Tell me about the songwriting. Jeff, you’ve always been kind of the principal songwriter in Redd Kross, right?

Jeff McDonald: Well, no, yeah . . . I write more songs than anyone, but.

Steve McDonald: He’s the principal.

Jeff McDonald: But Steven’s capable of coming up with Redd Kross songs, too. I go into songwriting mode. They come in batches, and I’ll put them on tape and come up with like six songs at a time. I don’t write a lot of "failed" songs. I usually only work on what I think is good. I haven’t written that many songs for someone who’s been around this long. It’s too heartbreaking to write a shitty song.

How have you guys handled it when one of your bandmates — or your brother, in this case — hates what you bring in, song-wise?

Jeff McDonald: We at least try to work on it. If it is not happening, it just kind of fades. It’s never, “Oh, I hate this.” We have a couple of songs where we’ve worked on them and then sort of lost interest before it was presented to the public.

After you bring new songs in, do you then let others put their own flavor in?

Jeff McDonald: Yeah.

Steve McDonald: Yeah, we do.

Lyrics come first or second?

Jeff McDonald: They almost always come after the music. I’m going to try, though, to come up with lyrics before the music. It’s a challenge for myself because it is a drag when you’ll get a really great song and you end up singing scat lyrics to the melody. We had like four songs on our last album that didn’t have lyrics when they were recorded and it was really difficult. You get married to the nonsense, and then it is really hard when you put the real lyrics in.

Ever have someone totally misinterpret your lyrics?

Jeff McDonald: That happens a lot. Someone will think something’s really heavy and it’s not or vice versa.

Steve, how has playing with OFF! changed your approach with Redd Kross, or has it?

Steve McDonald: I don’t know. Well, doing OFF! I think inspired me to get off my butt and do some things with Redd Kross. We sat on Researching the Blues for a long time before we finished it. When OFF! kind of burst onto the scene and suddenly, like, these middle-age guys had a career doing a brand new band, it kind of reminded me of when we started our band and would get people’s attention by saying, “Our bass player’s 11 years old.” So, by the time I was like, 40, I was thinking people only like 11-year-old bass players and it was surprising to see the success of OFF! and how we (OFF!) beat the ageism thing.

It’s one of the positive things about rockers in the internet age.
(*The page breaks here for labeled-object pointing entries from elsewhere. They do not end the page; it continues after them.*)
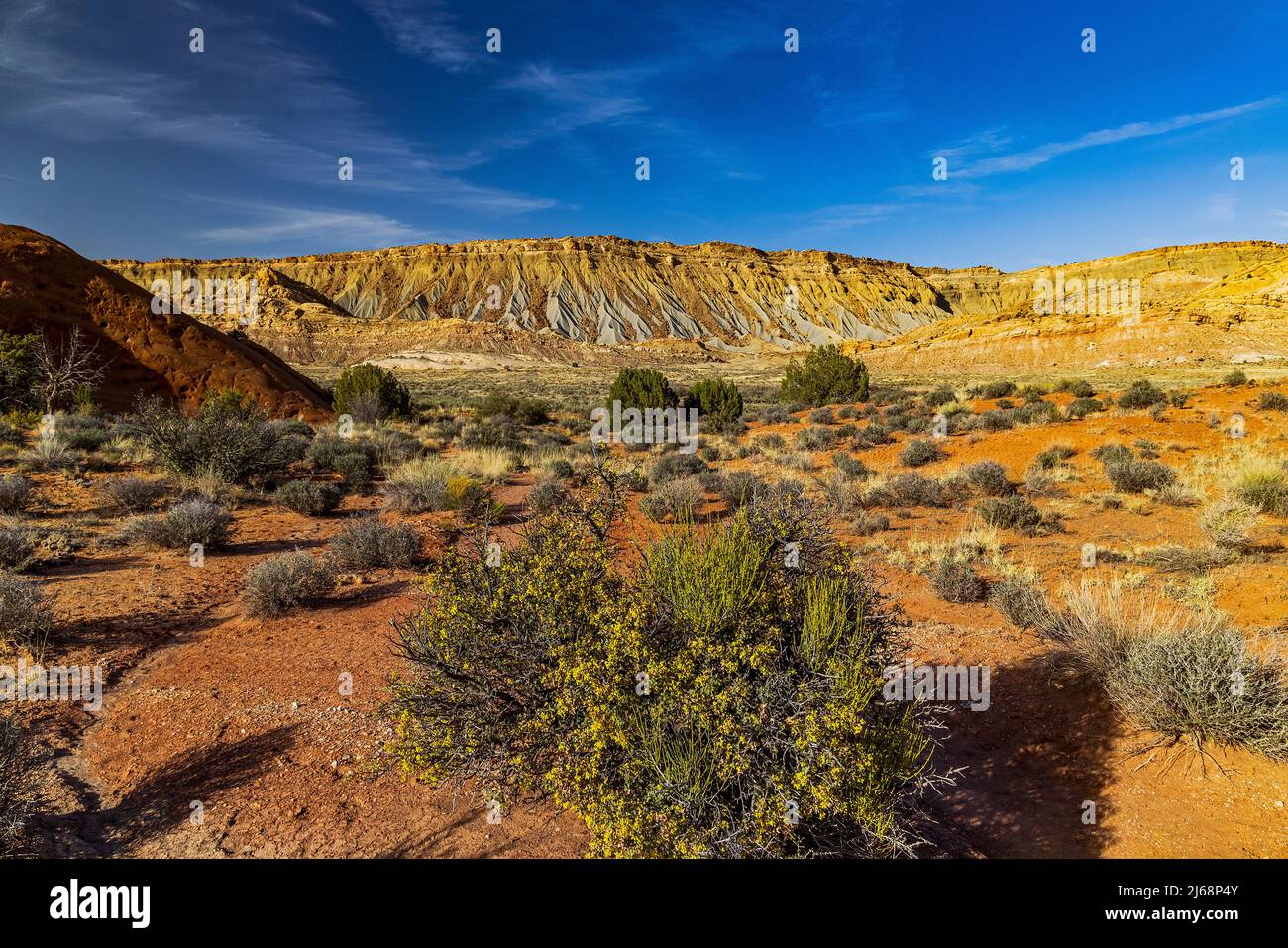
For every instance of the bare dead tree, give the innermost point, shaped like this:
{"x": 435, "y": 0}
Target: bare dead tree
{"x": 63, "y": 369}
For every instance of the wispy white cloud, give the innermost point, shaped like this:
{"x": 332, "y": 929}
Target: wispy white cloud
{"x": 1033, "y": 158}
{"x": 428, "y": 30}
{"x": 268, "y": 224}
{"x": 313, "y": 13}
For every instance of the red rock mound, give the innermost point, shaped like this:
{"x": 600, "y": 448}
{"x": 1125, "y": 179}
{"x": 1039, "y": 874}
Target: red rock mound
{"x": 47, "y": 287}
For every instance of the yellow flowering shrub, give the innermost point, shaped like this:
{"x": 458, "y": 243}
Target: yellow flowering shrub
{"x": 720, "y": 698}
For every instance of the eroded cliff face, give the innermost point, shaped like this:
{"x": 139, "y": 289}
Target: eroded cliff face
{"x": 616, "y": 300}
{"x": 595, "y": 290}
We don’t need a marketing company to decide who is into you. Boring kinds of business shit are what OFF! kind of reminded me about what we needed to do with Redd Kross. For a while I would sit in my room with the Redd Kross record and wonder if people even cared, but it’s nice to know they still do. It put the fire under my ass to get motivated.

Both of you guys have gone over to the knob-twiddling side of the business, as well, correct? Did you both work on Researching the Blues from a production angle?

Steve McDonald: Well, the last record was very collaborative. Jeff has done a lot of songs on his own. He’s got his own little studio in his home.

Jeff McDonald: We recorded the basics of that record in a normal studio, then we took the sessions back home and worked on them.

Steve McDonald: Some of the songs we did in our rehearsal room on an eight-track. Then we did some re-tracking. It’s kind of a hodgepodge. The bass and the rhythm guitar were from the original eight track.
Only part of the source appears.